“Você não diz nada, Ripchip? – Sussurrou Lúcia.
- Não. Por que Vossa Majestade acha que devo falar? –
Respondeu o rato, numa voz que quase todos ouviram. - Os meus planos estão
traçados. Enquanto puder, navegarei para oriente com o Peregrino. Quando o
perder, remarei no meu bote. Quando o bote for ao fundo, nadarei com as minhas
patas. E, quando não puder mais nadar, se ainda não tiver chegado ao país de
Aslam, ou atingido a extremidade do mundo, afundarei com o nariz voltado para o
leste (...).” Diálogo entre Lúcia e Ripchip em A viagem do Peregrino da Alvorada.
Amados,
possivelmente vamos nos aproximando da exaustão da minha inteligência em
extrair a sabedoria da obra de C.S. Lewis, mas qualquer reflexão séria da obra
não poderia deixar de em algum ponto falar desse personagem cativante que é
Ripchip. O corajoso ratinho que acompanha os filhos de Adão e filhas de Eva
desde “O Príncipe Caspian” é um espaço amplo de reflexão, seja pela sua coragem
inversamente proporcional ao seu tamanho ou pelo seu orgulho que é alvo de uma
experiência de humildade tão bela no encontro com Aslam, e hoje o contexto
específico do livro é bastante interessante para conversarmos um pouco. Nesse
diálogo, nossos amigos se encontram na Ilha de Ramandu (para quem não leu o
livro, aquela onde se encontram com a estrela no filme) e descobrem que para
quebrar o encantamento dos fidalgos que estavam adormecidos, precisariam
navegar até o Fim do Mundo e deixar um de seus companheiros lá (situação que
não ocorre dessa maneira no filme, mas existem paralelos). Essa parte da
história se dá depois de tempestades, meses de navegação, diversas batalhas e
dificuldades e num contexto de exaustão da tripulação, onde poucos queriam ir
dali para qualquer outro lugar que não fosse o conforto de suas casas. Todas as
condições externas seriam adversas, o desconhecido se encontrava pela frente e
na ilha em que estavam, conseguiriam provisões para uma viagem de volta. Muitos
inclusive desejavam isso, preferiam o conforto, o seguro, numa viagem que os
levaria de volta sem terem chegado ao seu real destino (nem teriam resgatado os
fidalgos e nem teriam chegado ao extremo oriente). Nosso amigo Ripchip,
obviamente, pensa diferente, e aí nos leva a uma primeira reflexão: a santidade
necessita decisão.
Todas
as condições eram adversas, mas o personagem nos mostra que nós podemos deixar
que as circunstâncias forjem as nossas atitudes ou podemos, com decisão, seguir
o caminho da porta estreita.
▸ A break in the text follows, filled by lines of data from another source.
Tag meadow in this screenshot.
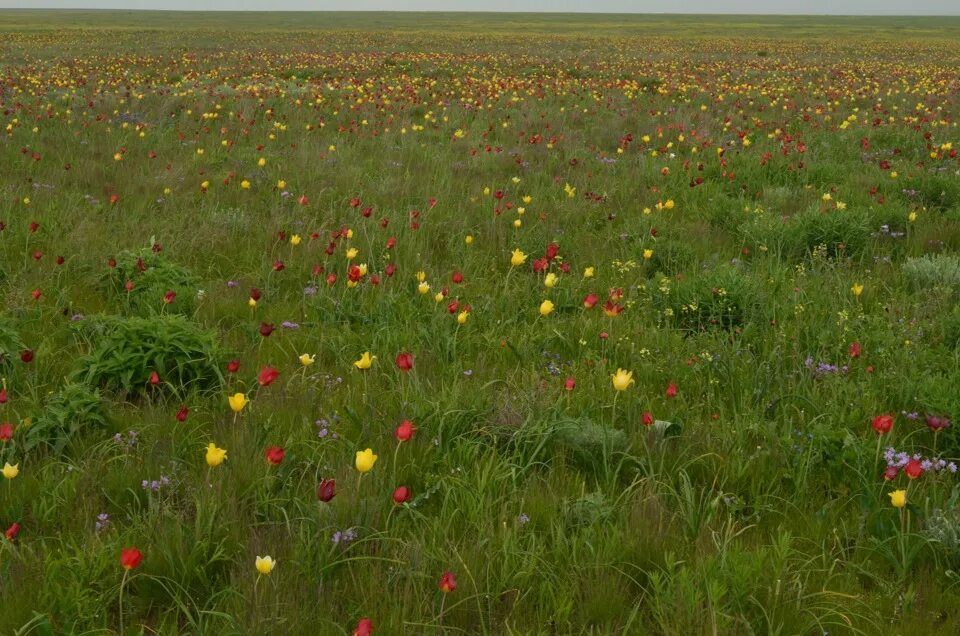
[0,11,960,636]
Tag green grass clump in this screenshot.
[71,315,223,395]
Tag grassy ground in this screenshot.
[0,11,960,634]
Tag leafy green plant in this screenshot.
[24,383,107,454]
[71,315,223,393]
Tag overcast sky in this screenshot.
[0,0,960,15]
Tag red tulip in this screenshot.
[903,459,923,479]
[440,571,457,594]
[871,415,893,435]
[317,479,337,503]
[264,446,286,466]
[353,618,373,636]
[257,367,280,386]
[393,420,417,442]
[120,548,143,570]
[397,352,413,371]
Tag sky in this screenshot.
[0,0,960,15]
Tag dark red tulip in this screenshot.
[353,618,373,636]
[120,548,143,570]
[264,446,286,466]
[393,486,410,505]
[903,459,923,479]
[393,420,417,442]
[440,571,457,594]
[871,415,893,435]
[924,415,950,433]
[257,367,280,386]
[317,479,337,503]
[396,352,413,371]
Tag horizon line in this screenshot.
[0,6,960,18]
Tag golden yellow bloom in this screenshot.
[611,369,634,391]
[353,351,377,371]
[207,442,227,468]
[356,448,377,473]
[887,490,907,508]
[254,556,277,574]
[227,393,250,413]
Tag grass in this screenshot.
[0,11,960,634]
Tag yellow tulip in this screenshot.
[227,393,250,413]
[207,442,227,468]
[255,555,277,574]
[353,351,377,371]
[887,490,907,508]
[612,369,634,391]
[356,448,377,473]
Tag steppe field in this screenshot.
[0,10,960,636]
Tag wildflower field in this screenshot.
[0,11,960,636]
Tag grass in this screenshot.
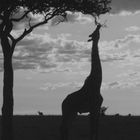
[0,116,140,140]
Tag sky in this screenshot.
[0,0,140,115]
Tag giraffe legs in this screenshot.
[60,97,77,140]
[90,106,100,140]
[89,97,103,140]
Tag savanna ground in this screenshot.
[0,116,140,140]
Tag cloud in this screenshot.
[51,12,93,26]
[111,0,140,15]
[125,26,140,32]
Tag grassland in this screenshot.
[0,116,140,140]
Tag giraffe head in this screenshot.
[88,23,102,42]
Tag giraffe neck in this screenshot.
[89,40,102,87]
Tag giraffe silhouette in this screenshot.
[61,23,103,140]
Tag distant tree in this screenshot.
[0,0,110,140]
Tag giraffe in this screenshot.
[61,23,103,140]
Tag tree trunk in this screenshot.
[1,40,14,140]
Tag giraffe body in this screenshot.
[61,24,103,140]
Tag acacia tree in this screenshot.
[0,0,110,140]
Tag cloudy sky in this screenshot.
[0,0,140,114]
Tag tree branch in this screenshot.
[11,9,33,22]
[15,10,61,43]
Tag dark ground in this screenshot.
[0,116,140,140]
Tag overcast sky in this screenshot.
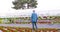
[0,0,60,17]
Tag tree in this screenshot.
[12,0,37,9]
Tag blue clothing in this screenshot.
[31,13,38,22]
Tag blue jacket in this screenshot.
[31,13,38,22]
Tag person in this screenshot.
[31,10,38,30]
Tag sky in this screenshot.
[0,0,60,17]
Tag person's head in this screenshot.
[33,10,35,12]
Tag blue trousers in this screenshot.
[32,22,37,30]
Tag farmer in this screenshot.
[31,10,38,30]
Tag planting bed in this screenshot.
[0,26,60,32]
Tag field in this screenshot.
[0,26,58,32]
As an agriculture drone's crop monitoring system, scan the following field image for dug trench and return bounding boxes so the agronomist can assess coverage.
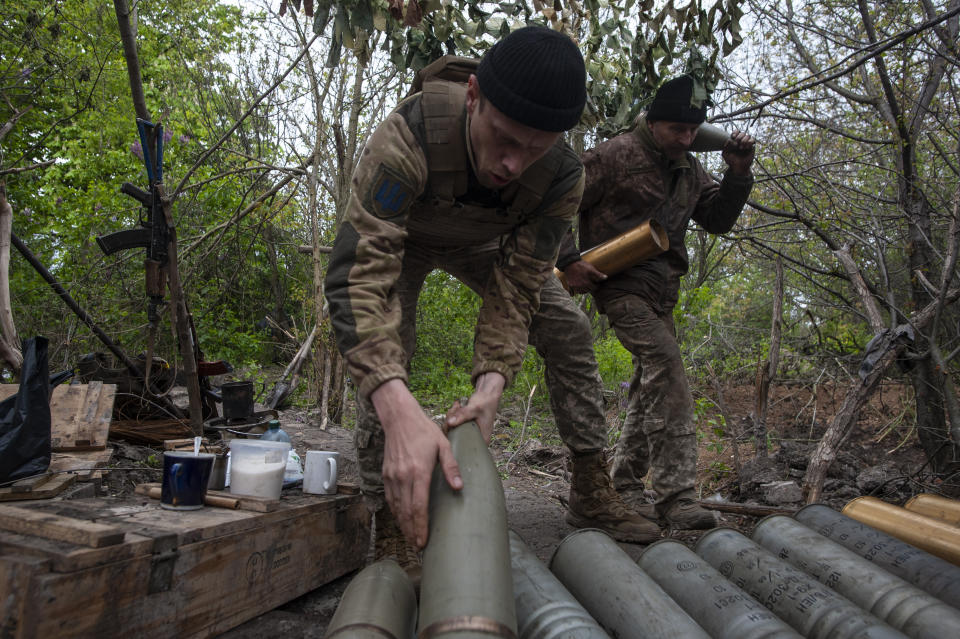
[95,385,938,639]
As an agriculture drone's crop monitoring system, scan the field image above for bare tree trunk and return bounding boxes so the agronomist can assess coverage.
[707,362,744,495]
[264,324,319,408]
[756,257,783,458]
[113,0,150,121]
[320,347,330,430]
[10,233,183,419]
[803,289,960,504]
[157,184,203,437]
[0,179,23,375]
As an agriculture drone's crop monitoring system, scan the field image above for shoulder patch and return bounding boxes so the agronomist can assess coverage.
[363,164,414,220]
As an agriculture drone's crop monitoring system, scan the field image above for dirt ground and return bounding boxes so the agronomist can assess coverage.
[101,386,930,639]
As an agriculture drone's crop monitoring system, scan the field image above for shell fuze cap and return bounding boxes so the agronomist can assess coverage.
[647,75,710,124]
[477,27,587,132]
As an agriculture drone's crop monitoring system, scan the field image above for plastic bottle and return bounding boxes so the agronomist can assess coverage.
[260,419,290,444]
[260,419,303,488]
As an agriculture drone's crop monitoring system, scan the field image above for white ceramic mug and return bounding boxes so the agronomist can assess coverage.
[303,450,340,495]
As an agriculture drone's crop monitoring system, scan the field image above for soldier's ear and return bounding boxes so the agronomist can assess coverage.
[467,73,480,116]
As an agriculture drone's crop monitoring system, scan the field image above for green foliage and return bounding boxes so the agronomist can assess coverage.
[410,271,480,404]
[285,0,743,133]
[593,332,634,389]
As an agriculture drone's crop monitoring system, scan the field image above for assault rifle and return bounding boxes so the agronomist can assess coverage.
[97,118,170,326]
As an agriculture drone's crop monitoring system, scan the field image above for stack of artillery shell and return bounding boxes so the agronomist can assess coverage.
[326,559,417,639]
[418,422,517,639]
[696,528,906,639]
[637,539,800,639]
[753,515,960,639]
[550,529,710,639]
[510,530,609,639]
[794,504,960,608]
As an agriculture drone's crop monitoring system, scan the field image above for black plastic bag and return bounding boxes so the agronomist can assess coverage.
[0,337,50,482]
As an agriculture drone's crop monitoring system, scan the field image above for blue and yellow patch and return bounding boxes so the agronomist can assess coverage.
[364,164,413,220]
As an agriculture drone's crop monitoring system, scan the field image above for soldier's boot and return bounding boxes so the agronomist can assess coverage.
[566,452,660,544]
[373,506,423,592]
[617,486,660,522]
[660,497,717,530]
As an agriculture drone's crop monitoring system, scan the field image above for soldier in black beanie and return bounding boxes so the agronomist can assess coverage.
[557,75,754,529]
[326,27,659,577]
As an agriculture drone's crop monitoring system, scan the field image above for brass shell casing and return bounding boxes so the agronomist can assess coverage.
[903,493,960,526]
[841,497,960,565]
[553,220,670,291]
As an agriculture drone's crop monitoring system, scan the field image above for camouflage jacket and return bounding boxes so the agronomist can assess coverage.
[557,118,753,312]
[326,80,584,397]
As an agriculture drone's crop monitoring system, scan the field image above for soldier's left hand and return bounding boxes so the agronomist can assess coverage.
[723,131,756,176]
[446,372,507,444]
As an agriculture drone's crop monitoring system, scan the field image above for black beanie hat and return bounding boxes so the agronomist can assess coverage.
[647,75,711,124]
[477,27,587,132]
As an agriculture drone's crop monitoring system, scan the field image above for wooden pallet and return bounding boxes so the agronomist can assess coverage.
[0,493,370,639]
[0,382,117,451]
[0,473,77,501]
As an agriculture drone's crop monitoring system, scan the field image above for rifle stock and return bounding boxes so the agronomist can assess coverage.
[97,227,150,255]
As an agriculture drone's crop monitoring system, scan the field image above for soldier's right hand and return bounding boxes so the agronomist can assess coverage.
[370,379,463,548]
[563,260,607,293]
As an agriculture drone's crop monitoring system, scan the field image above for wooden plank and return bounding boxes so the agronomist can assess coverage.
[133,484,240,509]
[0,530,154,576]
[8,473,53,493]
[0,473,77,501]
[74,381,101,447]
[0,506,123,548]
[0,556,49,638]
[50,446,113,481]
[50,384,87,450]
[0,381,117,451]
[17,496,370,639]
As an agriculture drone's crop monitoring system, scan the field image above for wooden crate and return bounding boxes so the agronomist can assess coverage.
[0,493,370,639]
[0,382,117,451]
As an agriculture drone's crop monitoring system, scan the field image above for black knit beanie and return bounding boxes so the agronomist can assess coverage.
[647,75,710,124]
[477,27,587,132]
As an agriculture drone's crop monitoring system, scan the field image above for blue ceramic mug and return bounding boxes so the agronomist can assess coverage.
[160,450,216,510]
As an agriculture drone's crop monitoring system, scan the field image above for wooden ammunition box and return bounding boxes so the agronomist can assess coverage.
[0,490,370,638]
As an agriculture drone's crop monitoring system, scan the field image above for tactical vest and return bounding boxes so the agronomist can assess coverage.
[406,65,573,244]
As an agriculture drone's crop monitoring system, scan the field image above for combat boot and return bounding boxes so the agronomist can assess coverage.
[566,452,660,544]
[661,497,717,530]
[617,488,660,522]
[373,506,423,592]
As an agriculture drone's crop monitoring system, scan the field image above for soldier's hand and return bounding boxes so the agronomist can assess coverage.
[722,131,756,177]
[446,372,507,444]
[563,260,607,293]
[370,379,463,548]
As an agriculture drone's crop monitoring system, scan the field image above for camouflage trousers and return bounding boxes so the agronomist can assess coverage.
[604,295,697,504]
[354,242,607,508]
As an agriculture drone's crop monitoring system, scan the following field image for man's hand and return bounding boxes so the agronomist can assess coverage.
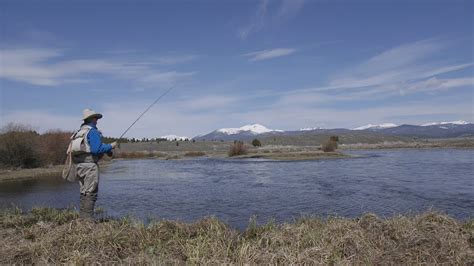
[110,141,118,149]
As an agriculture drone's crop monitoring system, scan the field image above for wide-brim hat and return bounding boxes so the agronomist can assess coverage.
[82,109,102,120]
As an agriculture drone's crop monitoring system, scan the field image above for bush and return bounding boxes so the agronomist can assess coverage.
[229,141,247,157]
[38,130,72,165]
[184,151,206,157]
[0,124,72,168]
[252,139,262,147]
[0,124,40,168]
[321,136,339,152]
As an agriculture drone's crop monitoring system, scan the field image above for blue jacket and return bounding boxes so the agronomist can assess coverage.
[87,123,112,156]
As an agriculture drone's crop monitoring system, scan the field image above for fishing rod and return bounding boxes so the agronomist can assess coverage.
[117,87,174,143]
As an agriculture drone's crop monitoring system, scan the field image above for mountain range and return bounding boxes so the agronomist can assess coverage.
[194,121,474,141]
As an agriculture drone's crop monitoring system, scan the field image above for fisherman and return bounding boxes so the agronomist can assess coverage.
[72,109,117,219]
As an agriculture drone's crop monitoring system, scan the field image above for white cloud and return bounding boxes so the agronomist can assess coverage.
[244,48,296,61]
[278,40,474,97]
[0,48,195,86]
[276,0,306,19]
[402,77,474,93]
[237,0,306,40]
[156,55,198,65]
[237,0,268,39]
[140,71,195,86]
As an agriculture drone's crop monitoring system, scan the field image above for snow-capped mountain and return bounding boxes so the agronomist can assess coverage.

O desejo de Ripchip de ver Aslam, de habitar em
seu país, era maior que tudo, e esse desejo é o que norteia a sua vida e as
nossas decisões. Nós vivemos num mundo hoje em que a situação pode por vezes
ser muito parecida, onde muitos vão questionar a racionalidade da nossa escolha
pelo Evangelho, onde as situações poderão muitas vezes nos deixar tristes,
desanimados, sem forças, onde as vezes seremos mal compreendidos até pelos que
nos amam, mas a questão que nos interpela é precisamente: quão forte é a minha
decisão por Deus? Nós contamos sempre com a graça de Deus que deseja estar
presente, com o Espírito Santo que deseja guiar nossos passos, com o amor e a
misericórdia que constantemente nos amparam, mas se a adesão da nossa liberdade
não existe, nós limitamos tudo, escolhemos pelo conforto e não por completar a
nossa missão. Uma coisa que eu aprendi durante a minha ainda curta caminhada
com Jesus é que eu sempre terei duas opções: eu posso viver uma inconstância
eterna nessa vida, buscando as condições mais favoráveis, ou eu posso viver
tudo de acordo com a minha decisão por Deus, por viver a santidade. O chamado
ao país de Aslam, a eternidade, ecoa no coração de todo homem e mulher, mas é
preciso que a escolha por seguir esse chamado seja um fator determinante em
nossas vidas, independente das situações com as quais nos encontremos.
Com
os planos traçados para a eternidade, é óbvio que o caminho não será fácil, que
haverá dificuldades, quedas, e a constante inconstância da nossa resposta, mas
se eu não traçar esse rumo, se eu não optar por viver segundo essa decisão,
pelo que eu estou vivendo? Será que a minha zona de conforto, que a ausência de
julgamento diante de uma escolha diferente, que o meu medo do desconhecido vale
mais do que a promessa de eternidade com o nosso Deus? A meta da eternidade
necessita da decisão de constantemente se lançar ao mar, de viver no mundo sem
ser do mundo, de lutar a cada dia para vencer o pecado com a graça e deixar que
Deus me revele a minha verdade. Como diria Moysés Azevedo, requer “coragem,
renúncia e disposição”. O caminho para o país de Aslam é forjado pelo sim de
cada dia, esteja eu navegando num navio, num bote ou nadando, é pavimentado
pela decisão de viver a radicalidade do Evangelho em gratidão pelo amor
recebido, e é lugar onde sempre encontraremos no próprio Deus, em seu amor, em
sua misericórdia, a força para seguir.
Por
fim, um detalhe significante, é que através da decisão, não nos tornamos
grandes (vide o tamanho do ratinho cuja alma se projeta para Deus), mas tomamos
a nossa humilde posição de pecadores que abraçam a Cruz de Cristo na certeza da
redenção. A estatura durante o caminho é sempre a da pequenez, para que
resplandeça em nós e seja glorificado Aquele que tudo realiza. O caminho da
eternidade, a decisão pela santidade, nada mais é do que a escolha por realizar
a nossa essência mais profundo, a busca por constantemente corresponder Aquele
que nos amou primeiro e que sempre vem ao nosso encontro. Que mesmo diante do
cansaço, das barreiras do mundo e da nossa própria humanidade, nós possamos
como Ripchip decidir por buscar a Deus, por realizar a nossa missão e vocação primeira.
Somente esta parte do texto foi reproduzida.